The ousted security services chief will also tell the panel that Trump demanded he pledge his loyalty during a dinner in January.
Comey is scheduled to testify before the intelligence committee on Thursday (8 June) about his interactions with the president regarding Russia's interference in the election and possible collusion between Trump's campaign and Moscow.
His prepared statement was released on Wednesday (7 June), The Associated Press reported.
In his statement, Comey describes an incident that occurred when he and the president dined together privately in January. During the dinner, Comey says Trump asked him whether he wanted to remain as FBI director.
"My instincts told me that the one-on-one setting, and the pretence that this was our first discussion about my position, meant the dinner was, at least in part, an effort to have me ask for my job and create some sort of patronage relationship," Comey says.
"That concerned me greatly, given the FBI's traditionally independent status in the executive branch."
Comey says he responded he wanted to finish out his 10-year term and that he "was not on anybody's side politically". Trump then reportedly told Comey: "I need loyalty. I expect loyalty."
Although Comey did not answer him at first, he says Trump brought the subject up again towards the end of their meal.

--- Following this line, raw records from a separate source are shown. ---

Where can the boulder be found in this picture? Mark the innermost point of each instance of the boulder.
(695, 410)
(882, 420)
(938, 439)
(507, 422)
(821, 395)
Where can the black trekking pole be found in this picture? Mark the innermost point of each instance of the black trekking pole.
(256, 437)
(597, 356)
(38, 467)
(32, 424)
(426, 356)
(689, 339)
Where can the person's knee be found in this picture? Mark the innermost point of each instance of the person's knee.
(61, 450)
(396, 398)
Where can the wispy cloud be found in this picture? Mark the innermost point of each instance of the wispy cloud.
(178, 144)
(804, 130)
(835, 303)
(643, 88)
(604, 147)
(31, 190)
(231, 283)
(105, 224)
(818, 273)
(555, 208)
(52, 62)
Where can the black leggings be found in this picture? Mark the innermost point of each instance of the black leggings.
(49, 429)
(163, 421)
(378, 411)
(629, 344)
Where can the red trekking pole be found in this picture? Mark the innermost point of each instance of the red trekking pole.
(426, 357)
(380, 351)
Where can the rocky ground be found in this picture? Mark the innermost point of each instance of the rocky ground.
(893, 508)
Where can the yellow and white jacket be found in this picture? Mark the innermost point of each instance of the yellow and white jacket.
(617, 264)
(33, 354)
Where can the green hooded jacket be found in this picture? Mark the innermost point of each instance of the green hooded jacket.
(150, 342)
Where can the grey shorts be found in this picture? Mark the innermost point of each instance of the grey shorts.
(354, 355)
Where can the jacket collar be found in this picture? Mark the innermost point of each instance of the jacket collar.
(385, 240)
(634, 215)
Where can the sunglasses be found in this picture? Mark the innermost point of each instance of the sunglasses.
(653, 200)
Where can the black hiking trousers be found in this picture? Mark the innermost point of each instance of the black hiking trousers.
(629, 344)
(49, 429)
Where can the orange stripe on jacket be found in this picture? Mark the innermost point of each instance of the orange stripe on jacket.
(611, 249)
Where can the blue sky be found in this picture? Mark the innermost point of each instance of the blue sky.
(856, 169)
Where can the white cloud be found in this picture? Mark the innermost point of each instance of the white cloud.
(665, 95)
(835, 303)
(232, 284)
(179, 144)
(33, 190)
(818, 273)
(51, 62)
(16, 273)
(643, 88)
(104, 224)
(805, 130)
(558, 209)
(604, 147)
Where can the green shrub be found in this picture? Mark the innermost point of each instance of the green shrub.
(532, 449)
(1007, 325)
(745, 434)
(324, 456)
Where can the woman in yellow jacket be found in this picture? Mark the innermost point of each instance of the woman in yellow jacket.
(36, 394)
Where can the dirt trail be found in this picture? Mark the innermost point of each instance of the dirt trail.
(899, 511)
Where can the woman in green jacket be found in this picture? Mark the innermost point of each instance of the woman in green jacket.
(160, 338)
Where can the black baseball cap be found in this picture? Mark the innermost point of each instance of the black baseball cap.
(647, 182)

Comey's statement continues: "I replied, 'You will always get honesty from me.' He paused and then
said: 'That's what I want, honest loyalty.' I paused, and then said: 'You will get that from me.'" He adds that it is possible the two interpreted the term "honest loyalty" differently, but that he chose not to pursue the subject further.
Comey also reveals that he felt compelled to document his first meeting with Trump in early January in written memos and to continue that practice during the remainder of his term. "This had not been my practice in the past," Comey says.
Ending the Russia investigation
According to Comey's statement, Trump asked him to end the investigation into his former national security adviser, Michael Flynn, on 14 February, the day after Flynn resigned.
"I hope you can see your way clear to letting this go, to letting Flynn go. He is a good guy. I hope you can let this go," Trump said to Comey. In his statement, he says he found the request "very concerning, given the FBI's role as an independent investigative agency".
Shorty afterwards, Comey reportedly asked Attorney General Jeff Sessions to not allow any further direct communication between the president and himself. Sessions did not reply.
Trump again brought up the Russia investigation in a phone call to Comey at the FBI on 30 March. Calling the investigation "a cloud" that was impeding his work, Trump asked what the FBI could do to "lift the cloud".
During their talk, Trump was eager for the FBI to make it public that he was not under investigation. "The president went on to say that if there were some 'satellite' associates of his who did something wrong, it would be good to find that out, but that he hadn't done anything wrong and hoped I would find a way to get it out that we weren't investigating him," Comey says in his statement.
Comey assured Trump that he would see what the FBI could do and that the bureau would do its "investigative work well and as quickly as we could".
Comey last spoke to Trump on 11 April, he says. The president abruptly sacked him early in May, with the White House giving a number of reasons for his firing. However, the president himself admitted that the Russia investigation was one of the reasons he fired Comey.